Systemic lupus erythematosus (SLE) is an autoimmune disease with no known cure. T-cells play a central role in SLE pathogenesis, where aberrant T regulatory (Treg) cell function and decreased Treg numbers are strongly implicated. HLA-DR3 is a known dominant SLE risk allele,1 and anti-Smith (Sm) seropositivity is associated with more severe lupus nephritis.2 Data from the Australian Lupus Registry and Biobank (ALRB) shows a strong link between Sm autoreactivity and HLA-DR3, with 30% of anti-Sm+ SLE patients being HLA-DR3+.3
Here we describe the development of a Sm-specific Treg therapy for HLA-DR3-associated, anti-Sm+ SLE.
Two immunogenic DR3-restricted Sm-derived peptides (SmD178-92 and SmB/B’7-21) were identified. To investigate the structural basis of antigen presentation, we successfully expressed and purified soluble recombinant HLA-DR3 in complex with both Sm peptides using the Expi293 expression system. Protein crystallography confirmed stable peptide presentation and revealed key peptide residues involved in immune recognition by autoreactive TCRs.
To explore T-cell response to these epitopes, single-cell RNASeq (10X Genomics) was performed on healthy donor DR3+CD4+ T-cells, which proliferated after being pulsed with the Sm peptides. Single gene expression and pair TCR V(D)J profiling on the proliferated T-cells revealed a dominant TCR clonotype (SmTCR) specific to both Sm peptides and is notably of Treg origin (FoxP3hi).

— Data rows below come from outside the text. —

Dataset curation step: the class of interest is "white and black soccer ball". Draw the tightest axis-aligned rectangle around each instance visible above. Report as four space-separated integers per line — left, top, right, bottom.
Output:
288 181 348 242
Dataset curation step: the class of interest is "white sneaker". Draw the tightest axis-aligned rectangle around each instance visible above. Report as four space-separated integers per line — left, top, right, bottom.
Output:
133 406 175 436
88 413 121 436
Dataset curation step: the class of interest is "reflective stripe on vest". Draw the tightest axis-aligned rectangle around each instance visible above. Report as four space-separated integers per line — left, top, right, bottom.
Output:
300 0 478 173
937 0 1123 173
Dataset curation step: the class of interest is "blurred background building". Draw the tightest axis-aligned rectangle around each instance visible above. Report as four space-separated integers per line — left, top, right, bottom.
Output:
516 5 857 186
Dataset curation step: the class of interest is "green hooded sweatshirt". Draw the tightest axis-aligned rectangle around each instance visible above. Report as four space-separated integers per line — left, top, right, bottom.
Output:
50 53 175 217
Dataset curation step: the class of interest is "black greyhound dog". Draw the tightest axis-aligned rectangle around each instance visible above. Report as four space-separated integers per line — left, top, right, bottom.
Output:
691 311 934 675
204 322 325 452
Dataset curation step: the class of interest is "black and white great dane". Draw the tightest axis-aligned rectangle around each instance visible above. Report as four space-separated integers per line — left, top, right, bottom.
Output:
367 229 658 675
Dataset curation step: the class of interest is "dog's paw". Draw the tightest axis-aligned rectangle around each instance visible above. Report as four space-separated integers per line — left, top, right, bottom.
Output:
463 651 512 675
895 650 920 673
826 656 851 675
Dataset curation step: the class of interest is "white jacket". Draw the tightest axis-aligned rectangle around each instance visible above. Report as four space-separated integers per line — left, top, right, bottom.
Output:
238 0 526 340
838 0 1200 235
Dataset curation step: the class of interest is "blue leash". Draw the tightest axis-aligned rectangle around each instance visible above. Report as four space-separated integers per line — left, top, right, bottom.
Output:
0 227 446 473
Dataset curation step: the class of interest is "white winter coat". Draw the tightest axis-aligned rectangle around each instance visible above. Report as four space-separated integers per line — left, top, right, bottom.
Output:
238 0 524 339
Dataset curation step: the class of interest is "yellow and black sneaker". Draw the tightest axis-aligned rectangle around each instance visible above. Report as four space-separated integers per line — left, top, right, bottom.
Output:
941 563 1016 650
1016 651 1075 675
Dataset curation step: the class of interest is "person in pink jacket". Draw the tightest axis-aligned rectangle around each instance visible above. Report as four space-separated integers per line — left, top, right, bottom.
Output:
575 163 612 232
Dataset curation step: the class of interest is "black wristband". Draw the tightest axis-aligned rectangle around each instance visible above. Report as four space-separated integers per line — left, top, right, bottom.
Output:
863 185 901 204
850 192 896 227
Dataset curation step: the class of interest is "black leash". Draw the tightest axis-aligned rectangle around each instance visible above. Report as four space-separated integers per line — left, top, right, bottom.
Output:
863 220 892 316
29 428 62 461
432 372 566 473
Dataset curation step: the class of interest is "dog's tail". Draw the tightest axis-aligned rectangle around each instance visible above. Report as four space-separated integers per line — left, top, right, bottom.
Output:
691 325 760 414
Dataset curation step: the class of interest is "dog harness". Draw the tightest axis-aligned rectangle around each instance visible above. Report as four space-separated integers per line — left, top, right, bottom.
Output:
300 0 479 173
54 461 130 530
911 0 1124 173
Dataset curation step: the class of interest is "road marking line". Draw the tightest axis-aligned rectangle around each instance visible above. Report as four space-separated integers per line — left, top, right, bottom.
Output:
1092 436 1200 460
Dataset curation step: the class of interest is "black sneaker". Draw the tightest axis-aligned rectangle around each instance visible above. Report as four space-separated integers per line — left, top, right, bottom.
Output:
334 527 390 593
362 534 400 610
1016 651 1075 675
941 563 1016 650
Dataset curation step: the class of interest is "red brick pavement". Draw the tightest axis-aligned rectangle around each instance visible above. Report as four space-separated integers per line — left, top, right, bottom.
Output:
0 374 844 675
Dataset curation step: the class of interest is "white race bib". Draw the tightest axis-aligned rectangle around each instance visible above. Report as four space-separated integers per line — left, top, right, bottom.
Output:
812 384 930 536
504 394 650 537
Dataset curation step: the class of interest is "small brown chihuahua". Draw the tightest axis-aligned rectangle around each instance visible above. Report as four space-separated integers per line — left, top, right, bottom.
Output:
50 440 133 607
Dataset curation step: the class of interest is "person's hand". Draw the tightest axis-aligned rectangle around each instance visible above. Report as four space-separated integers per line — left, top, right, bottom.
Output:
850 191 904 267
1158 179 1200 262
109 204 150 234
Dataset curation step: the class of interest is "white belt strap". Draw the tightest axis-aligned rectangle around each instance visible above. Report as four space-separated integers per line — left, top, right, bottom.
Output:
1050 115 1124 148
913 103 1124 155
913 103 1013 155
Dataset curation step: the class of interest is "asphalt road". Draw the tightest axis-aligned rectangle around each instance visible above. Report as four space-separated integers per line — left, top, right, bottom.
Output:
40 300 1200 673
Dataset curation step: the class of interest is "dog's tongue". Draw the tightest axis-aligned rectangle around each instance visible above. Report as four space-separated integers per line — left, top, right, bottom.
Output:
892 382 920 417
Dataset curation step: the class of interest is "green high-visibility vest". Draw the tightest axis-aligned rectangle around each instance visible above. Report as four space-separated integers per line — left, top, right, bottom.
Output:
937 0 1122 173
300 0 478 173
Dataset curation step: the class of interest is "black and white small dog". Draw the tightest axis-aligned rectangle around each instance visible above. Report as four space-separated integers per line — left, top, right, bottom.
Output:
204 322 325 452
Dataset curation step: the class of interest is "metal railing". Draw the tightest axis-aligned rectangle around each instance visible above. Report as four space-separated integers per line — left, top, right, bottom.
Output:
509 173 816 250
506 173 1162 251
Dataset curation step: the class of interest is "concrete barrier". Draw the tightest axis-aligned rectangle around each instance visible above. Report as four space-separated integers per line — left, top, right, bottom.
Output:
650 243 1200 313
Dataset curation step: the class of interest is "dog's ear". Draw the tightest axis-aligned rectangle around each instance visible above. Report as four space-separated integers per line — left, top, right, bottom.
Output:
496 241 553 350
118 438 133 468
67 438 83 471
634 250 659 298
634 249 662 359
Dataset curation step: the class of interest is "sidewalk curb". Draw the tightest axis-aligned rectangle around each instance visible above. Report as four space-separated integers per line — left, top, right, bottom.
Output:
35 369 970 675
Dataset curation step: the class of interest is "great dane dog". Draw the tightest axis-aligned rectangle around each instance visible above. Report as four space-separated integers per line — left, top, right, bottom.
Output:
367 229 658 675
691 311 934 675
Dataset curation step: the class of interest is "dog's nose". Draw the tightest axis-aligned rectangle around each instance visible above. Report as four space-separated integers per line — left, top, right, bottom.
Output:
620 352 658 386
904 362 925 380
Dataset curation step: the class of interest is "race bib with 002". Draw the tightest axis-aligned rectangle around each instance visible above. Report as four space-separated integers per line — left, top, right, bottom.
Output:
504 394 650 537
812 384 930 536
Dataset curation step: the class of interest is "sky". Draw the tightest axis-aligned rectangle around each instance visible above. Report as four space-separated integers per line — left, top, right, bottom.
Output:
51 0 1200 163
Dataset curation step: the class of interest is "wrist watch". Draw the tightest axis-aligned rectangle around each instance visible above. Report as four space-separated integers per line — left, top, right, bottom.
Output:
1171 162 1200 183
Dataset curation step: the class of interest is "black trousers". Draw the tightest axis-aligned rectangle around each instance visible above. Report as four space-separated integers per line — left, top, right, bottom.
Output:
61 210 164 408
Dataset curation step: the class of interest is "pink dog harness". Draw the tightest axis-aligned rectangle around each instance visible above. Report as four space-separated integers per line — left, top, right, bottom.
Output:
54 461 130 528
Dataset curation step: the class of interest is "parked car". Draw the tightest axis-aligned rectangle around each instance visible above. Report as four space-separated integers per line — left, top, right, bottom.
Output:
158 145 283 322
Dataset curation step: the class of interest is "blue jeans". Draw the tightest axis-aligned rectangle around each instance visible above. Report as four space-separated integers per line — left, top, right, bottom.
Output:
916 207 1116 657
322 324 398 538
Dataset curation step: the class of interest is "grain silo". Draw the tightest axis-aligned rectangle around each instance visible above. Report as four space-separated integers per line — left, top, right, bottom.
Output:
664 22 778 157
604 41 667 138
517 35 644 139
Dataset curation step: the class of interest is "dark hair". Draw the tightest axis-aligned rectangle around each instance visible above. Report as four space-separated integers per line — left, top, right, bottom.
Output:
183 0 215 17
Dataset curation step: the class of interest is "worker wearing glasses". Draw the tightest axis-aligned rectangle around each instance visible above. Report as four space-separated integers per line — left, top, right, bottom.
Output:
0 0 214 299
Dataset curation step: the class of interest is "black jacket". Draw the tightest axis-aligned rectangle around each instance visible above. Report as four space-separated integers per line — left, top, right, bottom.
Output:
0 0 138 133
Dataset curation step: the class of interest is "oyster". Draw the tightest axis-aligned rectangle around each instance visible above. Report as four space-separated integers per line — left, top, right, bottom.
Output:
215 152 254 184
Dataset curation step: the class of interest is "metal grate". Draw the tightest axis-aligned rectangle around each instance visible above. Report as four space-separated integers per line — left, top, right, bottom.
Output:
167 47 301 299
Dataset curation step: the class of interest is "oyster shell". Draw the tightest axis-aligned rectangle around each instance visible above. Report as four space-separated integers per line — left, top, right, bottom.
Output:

To assess functionality, SmTCR-Tregs were engineered by lentiviral transduction of healthy donor DR3+CD4+ Tregs. The suppressive function of SmTCR-Tregs was evaluated using an in vitro co-culture with Sm peptide-activated CD4+ T conventional cells. Preliminary results demonstrated that engineered SmTCR-Tregs exhibited up to a 3-fold increase in suppressive capacity compared to non-engineered polyclonal Tregs.
Moving forward, with support from ALRB, we intend to engineer the lead SmTCR into Tregs derived from HLA-DR3+ anti-Sm+ SLE patients to assess their suppressive function in vitro and subsequently in vivo using an already-established humanised SLE mouse model.